Indeed. Under a pilot program implemented Dec. 18 with no public notice, the Skippack State Police Barracks in central Montgomery County has replaced desk clerks with automated phones during nights and weekends.
After 4 p.m., or anytime on weekends, you'll find the blue venetian blinds drawn over the lobby's bulletproof glass. Your only link to help is a lobby phone that rings at a dispatch center in Norristown, 11 miles away.
But legislators say no one warned them this change was coming. So does the county district attorney, who says he learned of it from an Inquirer reporter. And domestic-violence prevention groups say cutting barracks hours puts battered spouses at greater risk.
State Sen. John C. Rafferty, (R., Montgomery), chairman of the Senate Law and Justice Committee, ordered Pennsylvania State Police Commissioner Jeffrey B. Miller to explain the decision yesterday.
"I was caught off-guard," said Rafferty. "This is one of the fastest growing areas in the state. This is of great concern."
Miller defended the move yesterday as a way to save money and put more troopers on the road. "So far it appears to be working well," he said.

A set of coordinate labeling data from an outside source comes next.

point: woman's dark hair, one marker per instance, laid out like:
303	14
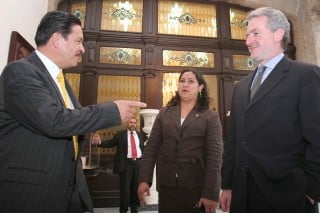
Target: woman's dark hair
55	21
203	100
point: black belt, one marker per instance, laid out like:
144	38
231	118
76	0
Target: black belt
133	159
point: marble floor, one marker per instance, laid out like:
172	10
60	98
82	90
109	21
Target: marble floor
116	210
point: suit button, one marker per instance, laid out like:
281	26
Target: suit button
246	170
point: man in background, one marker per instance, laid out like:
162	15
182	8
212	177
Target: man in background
272	153
130	145
41	124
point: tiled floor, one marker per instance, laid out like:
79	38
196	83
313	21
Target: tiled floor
116	210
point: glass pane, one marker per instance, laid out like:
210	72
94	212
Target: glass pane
238	24
74	81
170	86
114	55
112	88
190	19
187	58
122	15
79	9
243	62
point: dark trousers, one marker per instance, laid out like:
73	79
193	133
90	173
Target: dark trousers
76	205
256	202
129	187
178	200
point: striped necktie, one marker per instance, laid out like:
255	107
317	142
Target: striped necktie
62	85
133	146
257	80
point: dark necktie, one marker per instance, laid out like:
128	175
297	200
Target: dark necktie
133	146
257	81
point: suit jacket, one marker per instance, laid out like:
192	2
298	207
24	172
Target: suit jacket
120	139
275	137
192	150
38	167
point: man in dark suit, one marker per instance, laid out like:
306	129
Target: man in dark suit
40	168
272	153
126	163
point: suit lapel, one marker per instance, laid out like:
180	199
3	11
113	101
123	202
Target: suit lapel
174	113
34	59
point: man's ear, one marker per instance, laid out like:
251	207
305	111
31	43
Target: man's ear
279	34
55	39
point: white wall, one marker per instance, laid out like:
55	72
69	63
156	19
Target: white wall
22	16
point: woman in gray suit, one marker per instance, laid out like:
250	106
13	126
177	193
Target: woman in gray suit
189	137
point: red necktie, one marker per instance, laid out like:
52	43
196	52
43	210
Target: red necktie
133	146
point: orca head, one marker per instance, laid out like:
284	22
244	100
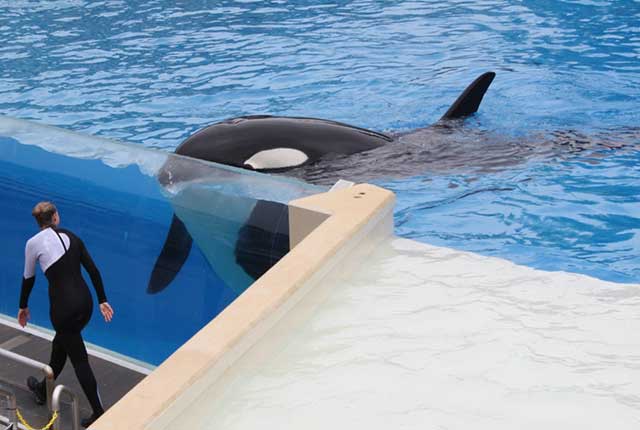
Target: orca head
276	159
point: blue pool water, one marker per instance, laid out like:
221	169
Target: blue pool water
154	72
122	217
111	199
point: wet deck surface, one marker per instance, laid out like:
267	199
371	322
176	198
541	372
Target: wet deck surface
114	381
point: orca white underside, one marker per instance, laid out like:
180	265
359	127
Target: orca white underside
277	158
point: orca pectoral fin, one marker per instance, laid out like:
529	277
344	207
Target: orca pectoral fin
469	101
172	257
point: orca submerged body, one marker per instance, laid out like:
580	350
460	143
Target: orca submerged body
277	144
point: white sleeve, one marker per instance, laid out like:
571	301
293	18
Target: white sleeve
30	258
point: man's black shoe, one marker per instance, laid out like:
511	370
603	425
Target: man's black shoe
86	422
38	389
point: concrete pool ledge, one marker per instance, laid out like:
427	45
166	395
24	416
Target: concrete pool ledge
328	230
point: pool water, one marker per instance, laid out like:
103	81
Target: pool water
568	79
111	198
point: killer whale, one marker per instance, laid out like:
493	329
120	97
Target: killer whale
276	144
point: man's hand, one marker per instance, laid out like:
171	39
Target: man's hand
107	311
23	316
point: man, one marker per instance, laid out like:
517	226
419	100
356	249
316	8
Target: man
60	254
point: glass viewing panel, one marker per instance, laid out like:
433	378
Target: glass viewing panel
176	239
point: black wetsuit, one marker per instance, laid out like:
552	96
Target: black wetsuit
70	301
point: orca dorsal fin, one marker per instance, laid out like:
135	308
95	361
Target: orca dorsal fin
469	101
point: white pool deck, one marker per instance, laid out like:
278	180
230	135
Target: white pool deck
397	334
419	337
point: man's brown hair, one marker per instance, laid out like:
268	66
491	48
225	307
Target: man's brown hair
43	213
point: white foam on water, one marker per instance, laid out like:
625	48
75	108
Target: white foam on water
422	337
60	141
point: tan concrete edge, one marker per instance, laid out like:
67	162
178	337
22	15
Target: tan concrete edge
216	346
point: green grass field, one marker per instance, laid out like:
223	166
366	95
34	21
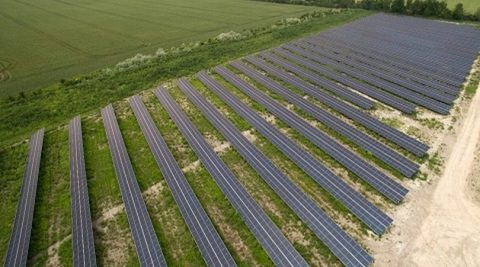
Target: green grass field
45	41
469	5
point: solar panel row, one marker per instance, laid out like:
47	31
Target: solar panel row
144	237
342	245
347	158
378	149
430	92
17	252
326	84
398	63
357	204
203	231
311	60
369	122
365	60
267	233
372	92
82	231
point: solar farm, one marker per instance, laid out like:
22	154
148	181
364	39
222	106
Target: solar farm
303	168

Miller said his department is looking at reducing hours at 66 of its 81 barracks statewide but has no plans to close any barracks.
The Skippack station handles calls from a swath of northern and western Montgomery County, where some rural areas have no local police, and many municipal police departments don't operate 24/7 - but where the population is growing. In Skippack alone, more than 1,200 homes have gone up since the 2000 census.
And more congestion may be on the way. As The Inquirer reported recently, the state is considering relocating Graterford Prison and turning its 1,700 acres over to a developer.
Montgomery County District Attorney Bruce Castor was among those who spoke against reducing hours at the barracks, which is located in the borough of Schwenksville. About a fifth of the county relies on state police who "are stretched very thin," Castor said yesterday.
Miller said he has received no citizen complaints yet about the shorter hours, begun Dec. 18.
Rafferty and others said the barracks' lobby phone would be of little value to a battered spouse who was being pursued.
Victims of domestic abuse "rely on the barracks for immediate safety and an immediate response from perpetrators," said Ellen Kramer Adler, managing attorney for the Pennsylvania Coalition Against Domestic Violence. "Imagine the terror of being backed into a corner by a pursuer who could pull the phone out of the wall."
Miller said police staff in Norristown, monitoring the Skippack lobby on a video camera, could lock the doors to protect a person in distress.
This suggestion caused eye-rolling in the Senate hearing room.
"I'd rather see bodies than phones at the stations," said Sen. Sean Logan (D., Allegheny).
Miller said he, too, prefers round-the-clock staffing, but that the Rendell administration's budget cuts have forced him to explore automation and shorter hours. He said response time to 911 calls would not change, since troopers are always on patrol. Five clerks were reassigned from Skippack to Norristown late last year, but the barracks' trooper strength remains at 57.
Rafferty said he would raise the issue in budget hearings over the next month. "I'm skeptical," he said. "I will continue to press for reports on it."